Summary
The Witcher: Nightmare of the Wolf is aimed squarely at existing fans, but it’s a satisfying animated prequel that works on its own terms.
This review of The Witcher: Nightmare of the Wolf is spoiler-free.
I’m often reminded that The Witcher, originally a series of Polish fantasy novels by Andrzej Sapkowski, became popular in the mainstream, and I always wonder quite how that happened. The material is rich, obviously, but it only became popular after some English-language translations and in the wake of the success of its adaptation into video game form by Warsaw-based developer CD Projekt Red. The games resonated, to say the least. The third is widely regarded – by me included – as one of the best ever. And the second, The Witcher 2: Assassins of Kings, was gifted by Poland’s then-President Donald Tusk to Barack Obama to commemorate his visit, in what surely must be a first in global politics. It says a lot about what this world means, and to whom. It’s deeply rooted in regional folklore, but there’s something truly essential about its themes of intolerance and hardscrabble working-class life. The most consistent thing about all Witchers – the series’ name for mutant monster hunters – is that they’re all broke.
I raise all this since it’s funny to me that Superman, of all people, ended up playing Geralt of Rivia, the series’ nominal hero, on Netflix, of all platforms. It doesn’t get more mainstream as far as Polish fantasy is concerned. That season had its ups and downs, but it captured a lot of what is specifically interesting about this universe; it begged for a spin-off that we finally have in The Witcher: Nightmare of the Wolf, an animated prequel detailing how Geralt’s mentor, Vesemir (played here as a young man by Theo James), came to be a Witcher in the first place.
Vesemir wasn’t in the live-action series, but he’s prominent in the books and games, which is the first sign that this is a project aimed squarely at existing fans. It also deals with the history of Kaer Morhen, the Witchers’ windswept mountain keep, and the order’s near destruction at the hands of paranoid neighbouring villages. Mistrust and prejudice are rife among the inhabitants of Sapkowski’s world, and the Witchers are particularly despised, so it only seems right that their history is steeped in avoidable bloodshed and tragedy. Vesemir, here depicted as a swashbuckling sword-for-hire during the Witchers’ peak, seems as good a lens through which to view all this as any other.
He’s not recognizably Vesemir, though. James gives him a cocky attitude, and screenwriter Beau DeMayo fills his mouth with quips that don’t necessarily mesh with the older, grouchier version of the character we’ve already met.

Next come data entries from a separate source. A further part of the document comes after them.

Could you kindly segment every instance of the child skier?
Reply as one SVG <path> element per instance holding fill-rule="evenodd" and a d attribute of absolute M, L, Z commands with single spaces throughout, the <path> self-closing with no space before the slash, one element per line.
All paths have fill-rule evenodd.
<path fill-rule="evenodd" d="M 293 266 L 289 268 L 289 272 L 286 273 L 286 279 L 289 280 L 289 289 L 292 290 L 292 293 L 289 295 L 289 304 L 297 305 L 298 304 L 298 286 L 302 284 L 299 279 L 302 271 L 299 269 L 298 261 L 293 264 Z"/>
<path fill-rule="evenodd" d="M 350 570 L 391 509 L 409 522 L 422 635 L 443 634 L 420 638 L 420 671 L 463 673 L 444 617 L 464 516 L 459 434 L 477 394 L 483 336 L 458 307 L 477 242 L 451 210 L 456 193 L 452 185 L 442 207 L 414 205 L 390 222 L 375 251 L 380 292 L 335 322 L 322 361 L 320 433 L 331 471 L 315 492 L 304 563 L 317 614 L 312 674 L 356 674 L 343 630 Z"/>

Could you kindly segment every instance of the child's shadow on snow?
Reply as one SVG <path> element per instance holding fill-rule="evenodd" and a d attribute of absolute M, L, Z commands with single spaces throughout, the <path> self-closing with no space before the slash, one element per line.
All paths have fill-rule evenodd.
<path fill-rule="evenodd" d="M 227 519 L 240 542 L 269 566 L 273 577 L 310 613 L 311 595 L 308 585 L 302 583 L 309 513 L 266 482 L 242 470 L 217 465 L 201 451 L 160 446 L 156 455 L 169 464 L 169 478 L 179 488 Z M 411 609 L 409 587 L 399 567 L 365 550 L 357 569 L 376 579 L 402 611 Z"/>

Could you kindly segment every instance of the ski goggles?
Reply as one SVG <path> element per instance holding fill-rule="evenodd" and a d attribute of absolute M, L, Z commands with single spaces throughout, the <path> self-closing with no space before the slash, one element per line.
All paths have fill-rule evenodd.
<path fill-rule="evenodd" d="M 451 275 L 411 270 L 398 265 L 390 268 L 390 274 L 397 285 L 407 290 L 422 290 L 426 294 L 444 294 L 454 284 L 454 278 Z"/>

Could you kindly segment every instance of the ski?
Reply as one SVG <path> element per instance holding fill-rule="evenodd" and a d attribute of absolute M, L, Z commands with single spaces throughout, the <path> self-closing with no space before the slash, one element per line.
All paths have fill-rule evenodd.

But this is, admittedly, a much younger man, one still excited by love and adventure, who has idealized the storied history and exploits of Witchers. His understanding of his own place in the world is tied intimately to the idea of Deglan (Graham McTavish), the no-nonsense hunter who plucked him from a life of servitude as a boy, and to the idea of a Witcher’s work as a vital and misunderstood service that the world only benefits from. As his preconceptions are challenged throughout the 81-minute film, he begins to resemble the older version of the character more and more, in attitude if nothing else.
A lot of time in the early going, though, is spent not only giving context for Vesemir’s urge to join the Witchers but to the deeply cruel means by which Witchers are created. Some of these sequences play closer to horror than the fantasy action that stuffs the final third, which is an all-action climax full of death, plot turns, and lavish anime-inspired visuals. The flashbacks are The Witcher: Nightmare of the Wolf at its least exciting but most effective, at least as a character study, but director Kwang Il Han and Studio MIR pull no punches when it comes to paying off all the build-up.
That the payoff is there – both in terms of the action and the significance to the franchise’s wider canon – reiterates the idea that this film is for those who’re familiar with the material already, as well as suggesting that we’re being introduced to people and shown events that’ll become important – or at least be called back to – during the second season of the live-action show. But the smartest touch of The Witcher: Nightmare of the Wolf is that it largely works on its own terms as a self-contained story – it ends up being a slight but satisfying one that works as a reminder of why this deeply weird franchise became popular in the first place.